During the late 1970s, and after the death of my first radio drama producer, Gordon Emslie, I was introduced to another fine producer/director: Marilyn Imrie. It would be the start of a long and productive professional relationship and friendship during which we would work on a string of original radio plays, as well as a number of major dramatisations, for the much missed Classic Serial slot. 

Those were wonderful radio days, with a wealth of talent - acting, production, technical. This was talent that the BBC would deliberately throw away some years later, in pursuit of cost cutting at the expense of quality, and by imposing an 'internal market' strategy that successful creative industries were already realising didn't work. To quote just one minor example: when I first wrote for radio, well before digital was a thing, there was a record library for background sound effects, staffed by knowledgeable people. Later, the internal market dictated that the production budget had to cover a significant fee for this service - in effect, the BBC paying itself for a service it was already providing. It was, of course, much cheaper to pop along the road and buy whatever CD you needed, which was what most producers did back then. 

All the same, I would learn so much from so many people, over the following 25 years. 

Much as I loved Finland, I had decided that the work was never going to pay me enough to live on and besides, some of my writing was beginning to be successful. I spent some time at home in Ayrshire with my parents, writing, submitting work here there and everywhere, and wondering what to do next to make some money. 

Several things had happened over that decade that gave me hope that I might be able to forge a successful career as a writer. The radio commissions continued to trickle in and I just loved working on them, loved the whole experience of being in the studio, sometimes rewriting on the hoof, because time was always of the essence, working collaboratively with groups of committed people. 
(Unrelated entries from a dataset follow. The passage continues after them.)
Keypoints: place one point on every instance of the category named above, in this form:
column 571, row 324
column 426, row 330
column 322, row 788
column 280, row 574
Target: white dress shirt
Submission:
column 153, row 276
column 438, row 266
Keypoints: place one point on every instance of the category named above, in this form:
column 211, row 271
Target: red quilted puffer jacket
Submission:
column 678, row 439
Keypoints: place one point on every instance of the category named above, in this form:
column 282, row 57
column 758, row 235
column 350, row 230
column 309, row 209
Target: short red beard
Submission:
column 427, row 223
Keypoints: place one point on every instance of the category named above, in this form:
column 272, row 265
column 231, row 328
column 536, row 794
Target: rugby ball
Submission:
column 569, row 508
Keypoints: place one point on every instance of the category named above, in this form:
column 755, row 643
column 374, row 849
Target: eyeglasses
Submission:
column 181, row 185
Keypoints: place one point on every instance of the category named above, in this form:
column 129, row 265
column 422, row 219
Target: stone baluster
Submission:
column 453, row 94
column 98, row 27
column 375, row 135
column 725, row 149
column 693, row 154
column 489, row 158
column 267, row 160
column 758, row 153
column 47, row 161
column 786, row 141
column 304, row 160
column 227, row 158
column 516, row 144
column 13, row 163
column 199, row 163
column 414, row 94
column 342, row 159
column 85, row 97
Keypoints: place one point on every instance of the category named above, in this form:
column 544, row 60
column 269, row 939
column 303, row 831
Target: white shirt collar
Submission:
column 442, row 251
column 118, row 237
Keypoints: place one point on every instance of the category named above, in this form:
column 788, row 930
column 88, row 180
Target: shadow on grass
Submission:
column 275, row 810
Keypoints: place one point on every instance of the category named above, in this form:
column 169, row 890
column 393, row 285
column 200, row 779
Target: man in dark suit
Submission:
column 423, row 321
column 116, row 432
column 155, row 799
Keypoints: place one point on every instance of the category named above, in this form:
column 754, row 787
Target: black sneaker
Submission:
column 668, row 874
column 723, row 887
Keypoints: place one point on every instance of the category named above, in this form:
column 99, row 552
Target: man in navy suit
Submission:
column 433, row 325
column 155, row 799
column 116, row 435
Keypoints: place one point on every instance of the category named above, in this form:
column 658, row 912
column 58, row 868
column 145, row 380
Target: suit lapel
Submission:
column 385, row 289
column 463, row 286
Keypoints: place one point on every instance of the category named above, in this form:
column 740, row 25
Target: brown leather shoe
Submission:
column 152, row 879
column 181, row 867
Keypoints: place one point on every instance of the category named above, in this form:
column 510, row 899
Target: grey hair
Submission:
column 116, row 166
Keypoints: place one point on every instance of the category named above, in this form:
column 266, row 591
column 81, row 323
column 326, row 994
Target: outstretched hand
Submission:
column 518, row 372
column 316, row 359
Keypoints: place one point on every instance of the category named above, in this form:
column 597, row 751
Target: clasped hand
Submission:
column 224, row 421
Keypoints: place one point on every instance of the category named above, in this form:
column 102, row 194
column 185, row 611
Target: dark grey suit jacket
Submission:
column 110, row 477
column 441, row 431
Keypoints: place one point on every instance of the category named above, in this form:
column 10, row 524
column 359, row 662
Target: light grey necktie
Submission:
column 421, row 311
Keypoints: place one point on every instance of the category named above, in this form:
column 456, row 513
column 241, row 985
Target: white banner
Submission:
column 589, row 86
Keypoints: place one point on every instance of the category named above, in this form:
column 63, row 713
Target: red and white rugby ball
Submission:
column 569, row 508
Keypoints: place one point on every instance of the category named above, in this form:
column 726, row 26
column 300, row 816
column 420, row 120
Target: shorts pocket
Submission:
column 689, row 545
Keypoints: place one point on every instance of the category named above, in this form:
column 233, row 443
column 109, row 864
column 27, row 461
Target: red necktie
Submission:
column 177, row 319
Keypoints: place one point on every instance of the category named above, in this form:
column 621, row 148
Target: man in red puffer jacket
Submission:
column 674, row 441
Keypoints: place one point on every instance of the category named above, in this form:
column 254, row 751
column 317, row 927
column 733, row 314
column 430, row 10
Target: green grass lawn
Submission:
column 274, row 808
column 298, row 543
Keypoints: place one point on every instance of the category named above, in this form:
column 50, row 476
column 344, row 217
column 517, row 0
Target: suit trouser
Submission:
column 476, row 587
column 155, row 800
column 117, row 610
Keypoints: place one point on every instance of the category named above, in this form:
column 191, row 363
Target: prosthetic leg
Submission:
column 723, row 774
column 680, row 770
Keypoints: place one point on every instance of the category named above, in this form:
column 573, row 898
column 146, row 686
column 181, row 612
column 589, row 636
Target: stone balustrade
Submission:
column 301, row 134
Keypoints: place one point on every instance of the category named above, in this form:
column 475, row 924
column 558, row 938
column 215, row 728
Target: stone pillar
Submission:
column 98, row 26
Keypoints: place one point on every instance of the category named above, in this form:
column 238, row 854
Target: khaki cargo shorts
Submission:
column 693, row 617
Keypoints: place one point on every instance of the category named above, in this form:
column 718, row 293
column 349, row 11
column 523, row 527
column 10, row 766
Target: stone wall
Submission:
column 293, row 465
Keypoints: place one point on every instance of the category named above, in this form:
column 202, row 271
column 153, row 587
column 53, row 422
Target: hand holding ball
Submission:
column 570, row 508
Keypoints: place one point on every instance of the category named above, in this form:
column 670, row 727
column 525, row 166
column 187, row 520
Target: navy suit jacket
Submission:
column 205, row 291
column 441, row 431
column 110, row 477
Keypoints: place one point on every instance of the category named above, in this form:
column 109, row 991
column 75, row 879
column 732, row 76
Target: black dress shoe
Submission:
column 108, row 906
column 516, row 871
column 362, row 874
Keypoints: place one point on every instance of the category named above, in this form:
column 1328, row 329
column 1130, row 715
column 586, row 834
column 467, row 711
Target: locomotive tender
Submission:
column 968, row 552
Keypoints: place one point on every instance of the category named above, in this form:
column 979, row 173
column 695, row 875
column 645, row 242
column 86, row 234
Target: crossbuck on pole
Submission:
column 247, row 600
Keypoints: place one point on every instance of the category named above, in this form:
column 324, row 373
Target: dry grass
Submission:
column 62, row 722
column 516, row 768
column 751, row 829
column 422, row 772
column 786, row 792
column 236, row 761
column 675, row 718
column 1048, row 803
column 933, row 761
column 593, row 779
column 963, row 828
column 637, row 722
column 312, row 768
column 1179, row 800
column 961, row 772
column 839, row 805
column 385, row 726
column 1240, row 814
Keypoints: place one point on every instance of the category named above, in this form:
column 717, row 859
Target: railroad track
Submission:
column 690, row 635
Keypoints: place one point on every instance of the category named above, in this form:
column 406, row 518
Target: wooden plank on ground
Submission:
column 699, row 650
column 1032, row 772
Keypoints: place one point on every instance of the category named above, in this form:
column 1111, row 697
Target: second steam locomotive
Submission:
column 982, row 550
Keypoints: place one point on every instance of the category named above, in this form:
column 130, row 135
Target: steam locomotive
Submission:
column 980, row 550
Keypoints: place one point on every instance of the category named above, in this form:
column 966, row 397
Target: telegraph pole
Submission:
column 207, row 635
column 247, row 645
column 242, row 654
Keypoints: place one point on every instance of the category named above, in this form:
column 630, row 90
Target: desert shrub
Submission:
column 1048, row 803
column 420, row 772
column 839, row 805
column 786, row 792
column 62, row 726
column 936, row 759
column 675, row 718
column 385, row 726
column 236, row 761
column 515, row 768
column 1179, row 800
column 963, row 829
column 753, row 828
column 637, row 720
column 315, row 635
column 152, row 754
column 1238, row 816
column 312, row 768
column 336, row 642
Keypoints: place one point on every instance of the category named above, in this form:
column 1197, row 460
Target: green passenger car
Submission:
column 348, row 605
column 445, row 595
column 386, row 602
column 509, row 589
A meeting with Robert Love of STV led to commissions for three short television plays: Ugly Sisters, the Showground Collection and the Shore Skipper. From this distance in time, I remember nothing about the first two, but I certainly remember the last one, because much later, I used it as the basis, albeit very loosely, for a successful stage play called The Price of a Fish Supper. 

Television - even regional television - was well paid. All the same it struck me that it might not be my favourite medium. In radio, writers are an essential part of the process, expected to attend at least some rehearsals and parts of the production. In television, with one or two glowing exceptions of which more later, I always got the sense that they preferred the writer to hand in a script, shut up and keep away. 

It was also becoming clear that I needed something a little less precarious from a financial point of view. I therefore applied for a position at Wroclaw University, to teach English Conversation to senior students. It was sponsored by the British Council. Poland was still under Soviet rule, although there were cracks appearing in that troubled relationship. 

An induction day in London for those heading beyond the Iron Curtain told us what to expect. I would be paid in zloties in Poland and in sterling back home in the UK - because Polish currency couldn't be exported. I would have to give up my passport while I was there. There would be a KGB informant in every classroom. We must avoid contentious subjects, especially political subjects. Our phones would probably be tapped. (Mine certainly was.) I seem to remember signing the Official Secrets Act. Could that really have happened? Well, maybe. 

With a mixture of trepidation and excitement, I packed my bags and headed for beautiful Wroclaw.